United States v. Greenhaus

89 F.2d 634 | 2d Cir. | 1937

PER CURIAM.

This is a motion by the appellant Greenhaus to amend the' mandate of this court which has been withheld under our opinion in United States v. Greenhaus, 85 F.(2d) 116, 107 A.L.R. 630, to give him an opportunity to apply for Executive Clemency, which has now been denied. The judge in the court below sentenced him for the following terms:

“Three years on counts 1-3-5-7-9-11-13.
“Two years on count 15 to run concurrently.
“Five years on counts 2-4-6-8-10-12-14 concurrently,
“Sentence on even numbered counts to begin at the expiration of sentence on odd numbered counts. Sentence on even numbered counts suspended during good behavior and defendant to report to probation officer * * *

An appeal was taken by Greenhaus from the judgment of conviction which was thereafter affirmed by this court. He began to serve his sentence on August 19, 1932, and was released from the penitentiary at Atlanta on December 17, 1934, and thereupon begap to serve his probation sentence of five years. Upon complaint of his behavior by the probation officer a bench warrant issued for his arrest in February, 1936, and after a hearing before Judge Byers his probation was revoked, and on April 9, 1936, he was ordered committed to the federal penitentiary at Atlanta for a period of three years and eight months. Upon appeal, we held that the District Court had no power after committing Greenhaus to prison for a term of three years to suspend sentence and to grant probation for the term of five years. Accordingly we affirmed the order of Judge Byers revoking his probation and committing him to the penitentiary for what was supposed to be the remainder of his term because, under the decision of the *635Supreme Court in United States v. Murray, 275 U.S. 347, 48 S.Ct. 146, 72 L.Ed. 309, the suspension was invalid. The question raised by the present motion is for what further period Greenhaus must be imprisoned.

The warden at Atlanta in releasing Greenhaus from prison before the expiration of the term of three years, and Judge Byers in committing him to the penitentiary for three years and eight months, each plainly went on the theory that there were two essentially separate periods of sentence — on the odd-numbered counts for three years and on the even-numbered counts for five years, the latter to begin at the expiration of sentence on the odd-numbered counts. We held that for the purposes of the Probation Act (18 U.S.C. A. §§ 724 — 727) the sentences were to be treated as a single sentence of eight years and that for that reason no part of any sentence could lawfully be suspended. United States v. Murray, 275 U.S. 347, 48 S.Ct. 146,-.72 L.Ed. 309. The difficulty with treating them as separate, as the order of commitment of Judge Byers apparently did, is that such treatment would affect the rate of commutation. In respect to the rate of commutation the statute views sentences for consecutive terms as a single sentence. 18 U.S.C.A. § 710.

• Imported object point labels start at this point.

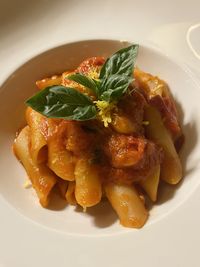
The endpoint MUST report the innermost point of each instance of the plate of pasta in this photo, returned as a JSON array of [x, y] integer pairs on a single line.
[[105, 137]]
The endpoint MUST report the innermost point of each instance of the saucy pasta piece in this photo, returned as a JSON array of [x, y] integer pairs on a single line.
[[60, 160], [42, 178], [103, 128], [171, 169], [70, 193], [127, 204], [150, 184], [88, 190], [38, 144]]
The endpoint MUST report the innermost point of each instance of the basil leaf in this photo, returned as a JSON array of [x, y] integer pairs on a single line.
[[117, 73], [122, 62], [85, 81], [63, 102], [114, 87]]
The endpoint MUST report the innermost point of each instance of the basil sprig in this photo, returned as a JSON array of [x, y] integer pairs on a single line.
[[63, 102], [67, 103]]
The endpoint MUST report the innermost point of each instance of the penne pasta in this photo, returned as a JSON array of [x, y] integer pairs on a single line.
[[88, 190], [150, 184], [38, 144], [42, 178], [62, 186], [70, 194], [103, 129], [123, 124], [171, 169], [54, 80], [127, 204], [60, 160]]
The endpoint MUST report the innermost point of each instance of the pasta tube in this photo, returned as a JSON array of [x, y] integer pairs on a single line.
[[171, 169], [150, 184], [42, 179], [38, 144], [127, 204], [70, 194], [88, 185]]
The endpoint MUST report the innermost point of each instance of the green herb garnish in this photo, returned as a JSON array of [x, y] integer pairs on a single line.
[[67, 103]]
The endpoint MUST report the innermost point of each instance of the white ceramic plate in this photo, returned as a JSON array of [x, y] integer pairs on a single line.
[[64, 235]]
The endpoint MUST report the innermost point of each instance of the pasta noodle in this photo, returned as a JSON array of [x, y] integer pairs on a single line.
[[89, 136], [171, 169], [42, 179], [127, 204], [88, 185], [38, 144]]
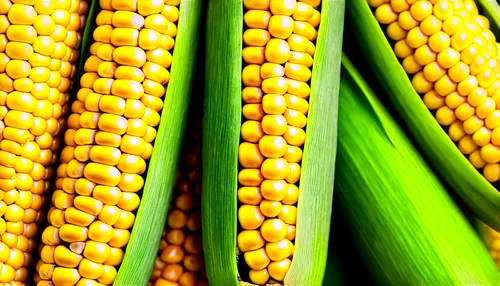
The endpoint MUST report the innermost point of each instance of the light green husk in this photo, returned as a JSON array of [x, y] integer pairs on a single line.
[[480, 196], [408, 228], [222, 121], [142, 248]]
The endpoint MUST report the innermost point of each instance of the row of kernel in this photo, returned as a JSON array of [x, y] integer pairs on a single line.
[[109, 140], [279, 52]]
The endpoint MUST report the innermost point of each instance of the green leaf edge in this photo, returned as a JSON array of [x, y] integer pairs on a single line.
[[142, 248], [87, 39], [491, 10], [220, 144], [318, 163], [392, 272], [221, 135], [471, 186]]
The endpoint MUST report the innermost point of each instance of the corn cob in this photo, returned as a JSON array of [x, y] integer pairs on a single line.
[[108, 142], [408, 228], [180, 255], [39, 44], [263, 191], [493, 239], [279, 50], [453, 56]]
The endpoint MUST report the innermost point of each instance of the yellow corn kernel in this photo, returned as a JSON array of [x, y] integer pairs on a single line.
[[259, 277], [249, 195], [250, 217], [278, 269], [257, 259], [250, 240]]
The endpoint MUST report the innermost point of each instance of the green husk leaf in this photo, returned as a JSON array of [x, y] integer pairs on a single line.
[[148, 227], [481, 197], [407, 226], [491, 10], [318, 163], [87, 39], [221, 135]]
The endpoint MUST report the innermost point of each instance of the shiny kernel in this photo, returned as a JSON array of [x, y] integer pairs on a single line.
[[410, 65], [249, 240], [249, 195], [250, 217], [424, 55], [445, 86], [385, 14], [420, 84], [482, 136], [250, 177], [453, 25], [258, 19], [402, 50], [249, 155], [277, 51], [445, 116], [433, 71], [431, 25], [439, 41], [281, 26], [406, 21], [421, 10], [472, 125], [454, 100]]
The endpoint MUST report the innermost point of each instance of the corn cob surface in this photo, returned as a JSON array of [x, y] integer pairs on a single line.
[[452, 56], [39, 51], [494, 245], [180, 254], [109, 140], [279, 48]]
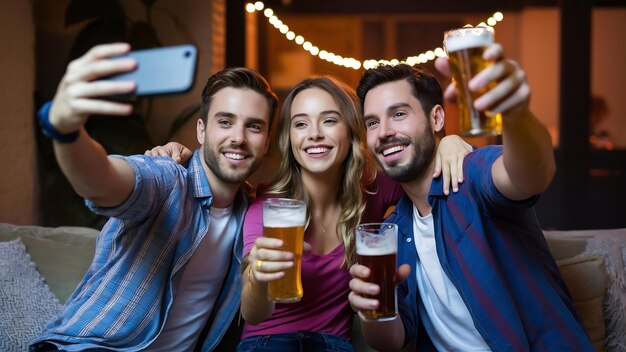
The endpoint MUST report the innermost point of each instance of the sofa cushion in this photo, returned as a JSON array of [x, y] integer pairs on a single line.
[[62, 254], [26, 303], [586, 278]]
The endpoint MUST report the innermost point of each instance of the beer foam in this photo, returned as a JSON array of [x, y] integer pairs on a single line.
[[468, 38], [284, 217], [380, 249]]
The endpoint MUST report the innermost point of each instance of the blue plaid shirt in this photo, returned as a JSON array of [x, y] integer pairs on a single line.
[[122, 302], [494, 252]]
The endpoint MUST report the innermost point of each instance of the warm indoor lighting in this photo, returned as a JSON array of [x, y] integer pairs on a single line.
[[350, 62]]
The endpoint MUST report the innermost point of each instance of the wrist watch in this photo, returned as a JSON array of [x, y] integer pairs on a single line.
[[49, 131]]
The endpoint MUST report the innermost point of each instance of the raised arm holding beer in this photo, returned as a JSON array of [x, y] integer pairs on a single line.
[[477, 271]]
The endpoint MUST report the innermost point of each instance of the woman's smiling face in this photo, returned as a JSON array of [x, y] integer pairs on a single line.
[[320, 138]]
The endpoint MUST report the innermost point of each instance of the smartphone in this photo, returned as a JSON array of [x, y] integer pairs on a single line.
[[161, 71]]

The appellant has already served a sentence upon the total period of eight years from August 19, 1932, to December 17, 1934. His time also ran from December 17, 1934, to April 9, 1936, when he was again ordered committed to prison. Accordingly, he is entitled to a credit upon the aggregate of eight years of the time from December 17, 1934, to April 9, 1936, as well as from August 19, 1932, to December 17, 1934, when he was actually in prison, because he was discharged on December 17, 1934, “without any contributing fault on his part.” White v. Pearl-man, 42 F.(2d) 788, 789 (C.C.A.10). The period during which he has remained in New York in the House of Detention resisting the order of Judge Byers for re-imprisonment at Atlanta cannot be counted upon his aggregate sentence. Resistance to that order was a matter of his own choice, and he "was net in the position of one committed to a jail “to await transportation to the place at which his sentence is to be served.” 18 U.S.C.A. § 709a. If Judge Byers misconstrued the time of termination of the consecutive sentences, the appellant could have begun further to serve his sentence and when in prison at Atlanta could test his rights under the commutation statute by a writ of habeas corpus. He' is entitled to no credit for the time spent in the House of Detention and must serve the remainder of his term which will be eight years less the time between August 19, 1932, and April 9, 1936, which is to be credited upon the aggregate period of eight years. If he is entitled to any commutation deductible from the remaining period for which he is sentenced he will receive it from the warden of the penitentiary or otherwise in accordance with law. We are not in a position to determine what his commutation may amount to in view of circumstances which may arise and do not attempt to pass upon the question.

The order of Judge Byers committing the appellant to the federal penitentiary at Atlanta for three years and eight months is so modified as to commit him to Atlanta to serve the balance of a total term of eight years after crediting thereupon the period from August 19, 1932, to April 9, 1936, and without prejudice to any rights of commutation to which he may be entitled by law.